Prometheus监控Docker主机
cAdvisor(Container Advisor)用于收集正在运行的容器资源使用和性能信息
一.Docker运行cAdvisor
sudo docker run \
--volume=/:/rootfs:ro \
--volume=/var/run:/var/run:ro \
--volume=/sys:/sys:ro \
--volume=/var/lib/docker/:/var/lib/docker:ro \
--volume=/dev/disk/:/dev/disk:ro \
--publish=8899:8080 \
--detach=true \
--name=cadvisor \
google/cadvisor:latest
二、访问cAdvisor
http://10.210.13.20:8899
三、Prometheus对接cAdvisor
- job_name: 'dev_docker'
scrape_interval: 5s
static_configs:
- targets: ['10.210.13.20:8899']
四、重启Prometheus容器
docker restart prometheus
五、Grafana添加模板
但是这个模板,无法选择根据主机选择。

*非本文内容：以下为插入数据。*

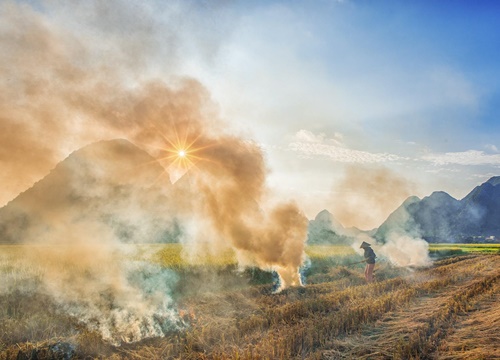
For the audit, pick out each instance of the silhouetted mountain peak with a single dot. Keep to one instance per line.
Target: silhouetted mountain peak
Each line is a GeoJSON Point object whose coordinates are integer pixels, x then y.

推荐另外一个模板,它是可以选择主机的。
https://grafana.com/grafana/dashboards/10566
六、配置告警:我们新创建一个规则文件:alert_rules.yml,把它和prometheus.yml放在一起,官方有一个模板 Templating,直接copy过来
groups:
- name: example
rules:
# Alert for any instance that is unreachable for >5 minutes.
- alert: InstanceDown
expr: up == 0
for: 5m
labels:
severity: page
annotations:
summary: "Instance {{ $labels.instance }} down"
description: "{{ $labels.instance }} of job {{ $labels.job }} has been down for more than 5 minutes."
# Alert for any instance that has a median request latency >1s.
- alert: APIHighRequestLatency
expr: api_http_request_latencies_second{quantile="0.5"} > 1
for: 10m
annotations:
summary: "High request latency on {{ $labels.instance }}"
description: "{{ $labels.instance }} has a median request latency above 1s (current value: {{ $value }}s)"
上面规则文件大意:就是创建了2条alert规则 alert: InstanceDown 和 alert: APIHighRequestLatency :
InstanceDown 就是实例宕机(up==0)触发告警,5分钟后告警(for: 5m);
APIHighRequestLatency 表示有一半的 API 请求延迟大于 1s 时(api_http_request_latencies_second{quantile="0.5"} > 1)触发告警
七、重启Prometheus容器
docker restart prometheus